The Swans achieved the rare feat of being both popular and successful in 2012, but does the recruitment of Kurt Tippett put their status as everybody's second favourite team at risk?

The 'Bloods' culture built under Paul Roos and carried on by John Longmire has always given prime consideration on team over individual and that has yielded not only a league-wide appreciation of their culture but more importantly two premierships in 2005 and 2012.

Sure, the Swans have had their individual personalities over that period, including Nick Davis and Barry Hall, who were legends of that drought-breaking 2005 flag, but their longevity at the club was compromised by their approach to the game.

Both Davis and Hall left the club less than happy with their lot after Roos made it clear in no uncertain terms that it was 'his way or the highway'.

Longmire is a slightly different personality than Roos but in his discussions with Tippett, who left Adelaide in a terrible mess, he would have made in clear that the power forward needs to fit into the team-first ethos.

He is 'persona non grata' in the City of Churches after the debacle surrounding his contract which left the Crows light of pocket, draft picks and a couple of key staff, while Tippett got what he wanted, a free transfer, albeit for the price of an 11-week suspension.

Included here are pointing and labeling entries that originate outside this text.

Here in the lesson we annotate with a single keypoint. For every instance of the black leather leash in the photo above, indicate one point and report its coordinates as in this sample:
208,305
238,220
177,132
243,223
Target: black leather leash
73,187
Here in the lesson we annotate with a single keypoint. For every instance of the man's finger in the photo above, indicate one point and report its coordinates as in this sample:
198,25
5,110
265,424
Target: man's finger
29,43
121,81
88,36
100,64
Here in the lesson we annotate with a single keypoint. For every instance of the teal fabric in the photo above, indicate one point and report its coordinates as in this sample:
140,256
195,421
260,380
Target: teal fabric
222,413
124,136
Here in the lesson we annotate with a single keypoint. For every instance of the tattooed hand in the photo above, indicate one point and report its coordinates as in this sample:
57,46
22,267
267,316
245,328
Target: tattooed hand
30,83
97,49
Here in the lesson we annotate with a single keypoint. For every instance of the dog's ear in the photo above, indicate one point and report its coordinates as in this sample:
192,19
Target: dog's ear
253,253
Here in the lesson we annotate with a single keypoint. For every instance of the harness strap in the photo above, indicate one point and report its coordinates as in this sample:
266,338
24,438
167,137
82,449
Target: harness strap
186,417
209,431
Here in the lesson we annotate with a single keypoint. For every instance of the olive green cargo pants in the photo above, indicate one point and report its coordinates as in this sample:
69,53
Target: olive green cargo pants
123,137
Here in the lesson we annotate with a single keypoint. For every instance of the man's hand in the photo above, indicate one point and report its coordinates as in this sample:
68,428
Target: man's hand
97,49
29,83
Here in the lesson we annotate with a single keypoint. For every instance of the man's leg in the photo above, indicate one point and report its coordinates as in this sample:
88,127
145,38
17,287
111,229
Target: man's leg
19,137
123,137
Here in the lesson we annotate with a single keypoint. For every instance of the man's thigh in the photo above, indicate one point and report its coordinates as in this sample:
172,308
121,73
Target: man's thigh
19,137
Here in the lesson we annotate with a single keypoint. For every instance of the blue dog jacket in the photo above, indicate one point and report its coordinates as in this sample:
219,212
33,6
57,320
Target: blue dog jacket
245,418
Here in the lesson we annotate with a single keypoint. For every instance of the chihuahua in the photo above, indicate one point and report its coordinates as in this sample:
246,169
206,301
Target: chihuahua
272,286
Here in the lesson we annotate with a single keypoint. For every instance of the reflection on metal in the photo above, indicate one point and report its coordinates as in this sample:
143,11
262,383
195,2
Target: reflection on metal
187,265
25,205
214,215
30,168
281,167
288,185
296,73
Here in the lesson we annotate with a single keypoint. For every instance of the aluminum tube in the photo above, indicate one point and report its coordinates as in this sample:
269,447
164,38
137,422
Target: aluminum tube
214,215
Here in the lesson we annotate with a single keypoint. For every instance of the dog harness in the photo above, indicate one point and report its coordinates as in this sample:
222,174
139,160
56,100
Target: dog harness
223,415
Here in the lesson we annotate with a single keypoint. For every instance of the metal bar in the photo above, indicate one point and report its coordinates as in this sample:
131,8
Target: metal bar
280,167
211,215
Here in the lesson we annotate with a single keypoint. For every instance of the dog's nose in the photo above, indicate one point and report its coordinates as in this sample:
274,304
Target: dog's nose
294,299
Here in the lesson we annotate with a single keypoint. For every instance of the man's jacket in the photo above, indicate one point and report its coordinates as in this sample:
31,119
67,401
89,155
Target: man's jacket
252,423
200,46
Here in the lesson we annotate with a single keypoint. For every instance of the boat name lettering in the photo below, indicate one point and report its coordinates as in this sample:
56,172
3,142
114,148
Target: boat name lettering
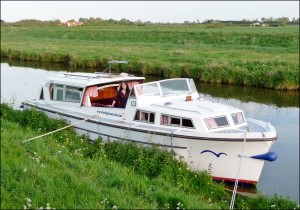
109,113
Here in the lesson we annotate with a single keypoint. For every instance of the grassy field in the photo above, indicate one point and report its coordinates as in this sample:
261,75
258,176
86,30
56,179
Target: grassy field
64,171
261,57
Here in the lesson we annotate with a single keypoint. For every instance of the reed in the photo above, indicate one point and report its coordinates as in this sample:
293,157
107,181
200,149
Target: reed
261,57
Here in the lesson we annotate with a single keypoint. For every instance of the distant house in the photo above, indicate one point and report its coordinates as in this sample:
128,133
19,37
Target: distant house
255,24
72,23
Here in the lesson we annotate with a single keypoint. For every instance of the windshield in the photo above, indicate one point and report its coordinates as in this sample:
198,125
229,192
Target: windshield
167,87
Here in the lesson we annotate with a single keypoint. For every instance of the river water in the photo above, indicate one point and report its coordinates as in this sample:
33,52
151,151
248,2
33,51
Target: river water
281,108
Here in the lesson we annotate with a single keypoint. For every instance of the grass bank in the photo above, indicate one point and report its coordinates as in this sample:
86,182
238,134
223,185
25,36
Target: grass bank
261,57
64,171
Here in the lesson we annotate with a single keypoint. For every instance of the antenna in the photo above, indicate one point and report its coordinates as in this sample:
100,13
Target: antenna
115,61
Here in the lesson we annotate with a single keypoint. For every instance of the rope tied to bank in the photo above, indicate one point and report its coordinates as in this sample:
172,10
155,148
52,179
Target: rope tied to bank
46,134
237,175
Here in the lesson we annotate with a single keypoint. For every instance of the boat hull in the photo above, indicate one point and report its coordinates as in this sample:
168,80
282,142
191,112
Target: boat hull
225,159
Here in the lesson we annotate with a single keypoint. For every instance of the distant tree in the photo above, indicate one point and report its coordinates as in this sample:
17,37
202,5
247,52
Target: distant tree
283,21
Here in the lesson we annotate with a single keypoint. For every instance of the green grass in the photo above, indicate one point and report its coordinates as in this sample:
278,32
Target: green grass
261,57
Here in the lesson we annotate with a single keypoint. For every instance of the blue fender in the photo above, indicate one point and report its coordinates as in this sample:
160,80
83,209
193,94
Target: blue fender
269,156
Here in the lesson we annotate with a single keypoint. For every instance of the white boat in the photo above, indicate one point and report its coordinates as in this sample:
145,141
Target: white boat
204,133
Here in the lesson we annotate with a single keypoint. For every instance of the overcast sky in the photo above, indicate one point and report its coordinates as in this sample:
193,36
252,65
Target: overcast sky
153,11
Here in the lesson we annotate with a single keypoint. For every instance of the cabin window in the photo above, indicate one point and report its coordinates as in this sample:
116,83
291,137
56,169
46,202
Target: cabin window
58,93
217,122
177,86
73,94
65,93
176,121
42,95
237,118
144,116
187,123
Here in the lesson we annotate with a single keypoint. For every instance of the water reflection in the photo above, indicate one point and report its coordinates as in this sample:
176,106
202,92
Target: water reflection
245,94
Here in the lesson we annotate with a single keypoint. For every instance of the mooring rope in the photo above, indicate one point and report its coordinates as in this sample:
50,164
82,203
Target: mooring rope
237,175
31,139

Doubtless there were faults on both sides, but Tippett's comments after the AFL's verdict was handed down certainly wouldn't have cooled the tempers of Adelaide fans.

Round 13, 2013 will mark Tippett's return, coincidentally at AAMI Stadium, his home for his 104-game AFL career to date. But it won't be against Adelaide but rather Port Adelaide.

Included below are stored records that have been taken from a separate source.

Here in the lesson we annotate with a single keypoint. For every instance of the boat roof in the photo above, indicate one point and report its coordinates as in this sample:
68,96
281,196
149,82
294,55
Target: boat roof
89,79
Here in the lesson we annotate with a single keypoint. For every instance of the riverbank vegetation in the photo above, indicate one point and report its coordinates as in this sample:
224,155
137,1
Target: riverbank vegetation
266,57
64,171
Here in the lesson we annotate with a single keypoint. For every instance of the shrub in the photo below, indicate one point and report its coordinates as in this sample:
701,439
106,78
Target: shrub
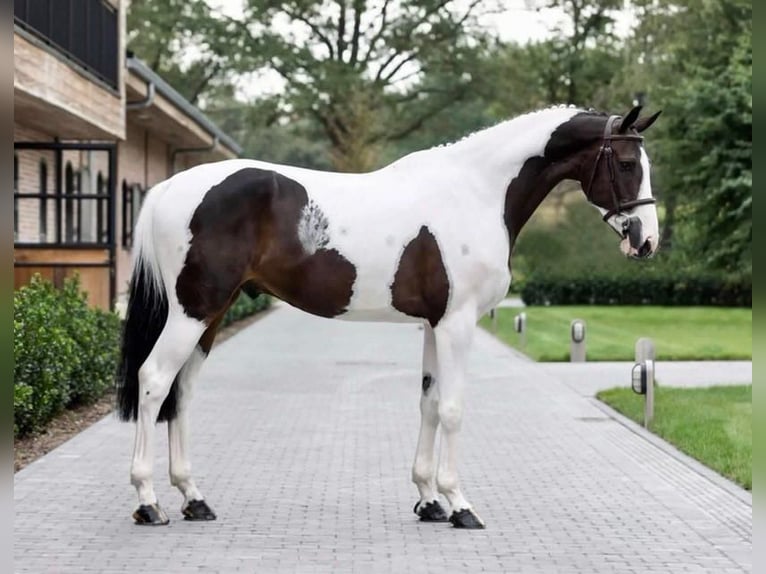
97,336
65,352
648,288
245,306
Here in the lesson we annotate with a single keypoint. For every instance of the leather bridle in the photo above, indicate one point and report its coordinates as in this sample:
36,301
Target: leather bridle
607,152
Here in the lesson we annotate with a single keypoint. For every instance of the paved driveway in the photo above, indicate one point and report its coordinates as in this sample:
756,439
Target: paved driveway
303,435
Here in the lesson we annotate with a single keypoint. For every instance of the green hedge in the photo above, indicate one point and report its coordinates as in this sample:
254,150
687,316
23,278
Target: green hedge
641,288
65,352
245,306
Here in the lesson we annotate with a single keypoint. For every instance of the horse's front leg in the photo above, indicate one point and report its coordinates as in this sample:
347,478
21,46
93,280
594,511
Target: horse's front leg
423,470
453,339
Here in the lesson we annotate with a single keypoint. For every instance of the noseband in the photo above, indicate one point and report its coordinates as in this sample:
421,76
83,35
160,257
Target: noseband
607,151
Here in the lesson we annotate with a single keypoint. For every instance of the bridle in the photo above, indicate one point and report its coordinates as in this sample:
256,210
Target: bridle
607,152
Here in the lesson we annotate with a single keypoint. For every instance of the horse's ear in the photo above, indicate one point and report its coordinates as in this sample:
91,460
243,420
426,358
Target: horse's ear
644,123
629,119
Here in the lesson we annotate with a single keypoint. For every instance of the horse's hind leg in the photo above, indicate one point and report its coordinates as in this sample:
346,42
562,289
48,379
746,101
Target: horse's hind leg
194,505
171,351
453,338
428,507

Normally you'd expect less than 20,000 at a Port home game on a Saturday afternoon, but there might be a few Crows fans who justifiably feel it is worth the price of admission to yell and scream at Tippett.

The question is whether the AFL community at large feels the same way about a man who so blatantly put his own interests above the team.

The question of whether the acquisition of Tippett tarnishes the Swans' brand will only be resolved in time.

It's a very strong brand at the moment having secured a surprise premiership success by pitting itself as a champion team against a team of champions.

Longmire will back the reformative power of the group to mould Tippett into the Bloods' culture.

While the Davis and Hall situations are examples of where ultimately that approach didn't work, the relative success of Peter Everitt's two years at the Swans in 2007 and 2008 are a case for the success of the inclusive team model.

Tippett has nowhere near the form that Everitt had for disrupting team harmony. While his reputation is sullied, he has so far made one mistake.

Longmire must have every confidence that this is the last time someone accuses the 25-year-old of putting his own interests ahead of the group.